男の腕の中にいても、不思議と恐怖心は湧いてこなかった。これほどパーソナルスペースに踏み込まれているのに。それは――
有那はうつむいて己の中の動揺とためらいを鎮めると、一歩足を踏み出した。ユンカースに密着し、彼の背中を抱きしめる。
「アリナさん……っ」
ユンカースの胸板に顔を押し当てたまま、有那は小さな声でつぶやいた。
「あたしも好き……」
「え……」
「あたしも、ユンユンが好き。……たぶん、大好き。だってこんなにドキドキしてるし……すごく、嬉しいもん。

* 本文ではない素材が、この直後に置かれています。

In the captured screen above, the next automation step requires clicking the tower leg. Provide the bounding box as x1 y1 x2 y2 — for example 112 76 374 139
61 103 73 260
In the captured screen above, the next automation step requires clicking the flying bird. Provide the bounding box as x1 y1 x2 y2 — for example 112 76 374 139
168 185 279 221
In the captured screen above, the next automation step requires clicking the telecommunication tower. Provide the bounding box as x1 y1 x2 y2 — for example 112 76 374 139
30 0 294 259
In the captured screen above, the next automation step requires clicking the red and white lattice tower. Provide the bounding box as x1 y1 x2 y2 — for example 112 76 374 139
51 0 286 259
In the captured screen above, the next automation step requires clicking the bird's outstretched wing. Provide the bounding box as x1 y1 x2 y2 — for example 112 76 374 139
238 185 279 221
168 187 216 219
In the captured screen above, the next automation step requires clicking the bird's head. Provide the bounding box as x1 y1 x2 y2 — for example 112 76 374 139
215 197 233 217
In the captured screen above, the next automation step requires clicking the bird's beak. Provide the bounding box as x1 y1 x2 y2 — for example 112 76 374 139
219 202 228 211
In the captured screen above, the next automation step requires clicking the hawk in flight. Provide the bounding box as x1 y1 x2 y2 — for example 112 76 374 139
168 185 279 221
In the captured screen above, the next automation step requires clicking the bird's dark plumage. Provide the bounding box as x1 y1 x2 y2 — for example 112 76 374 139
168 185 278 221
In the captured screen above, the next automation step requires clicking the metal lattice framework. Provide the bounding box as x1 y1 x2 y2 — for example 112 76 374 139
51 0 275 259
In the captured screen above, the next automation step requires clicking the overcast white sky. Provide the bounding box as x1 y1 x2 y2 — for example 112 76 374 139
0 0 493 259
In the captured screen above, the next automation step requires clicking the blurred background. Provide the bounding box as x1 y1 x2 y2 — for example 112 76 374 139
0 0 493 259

ユンユンに触れられても怖くないし、むしろ安心する……」
ぎゅうう、と力を込めると上着の下でユンカースの心臓が早鐘を打っているのが分かった。
ユンカースに少し引き離されると、彼は有那を見下ろして小さく笑う。
「暗くてよく分からないですけど……顔、真っ赤ですよね」
「わざわざ言うなし! ……仕方ないじゃん。こんなの、ほぼほぼ初めてだし――」
「……え」
「コクるとかコクられるとか、もう遠い過去すぎて――。……恥ずかしい……」
消え入りそうにつぶやいた有那にユンカースがうっと詰まり、天を仰いだ。もう一度強く抱きしめると、有那の髪に顔をうずめる。

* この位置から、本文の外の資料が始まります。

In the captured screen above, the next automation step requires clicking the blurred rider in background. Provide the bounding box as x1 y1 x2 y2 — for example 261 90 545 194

「……本当に困った人だな。そんな反応されたら……ますます離れられなくなるじゃないですか」
思いのほか広い胸に埋もれ、有那は陶然となった。久しく感じていなかった大きなぬくもりに心がほどけ、また涙が滲む。
「ひっ……。うー……」
「また泣いてるんですか? 明日目が腫れても知りませんよ。カイトに心配されるんじゃ」
「だってしょうがないし……! 勝手に出てくるんだもん。安心したのと、嬉しいのとで」
「…………」
ユンカースがぎこちなく有那の頭を撫でる。その温かい感触に浸り、有那はほう…と息を吐き出した。
「あと1分したら戻るから。明日も仕事あるし。だからそれまで……ぎゅってして」
「……分かりました」
初めて誰かに心を預け、溶けていきそうだった。心身を委ねた有那を抱きとめ、ユンカースは1分では足りないと腕に力を込めた。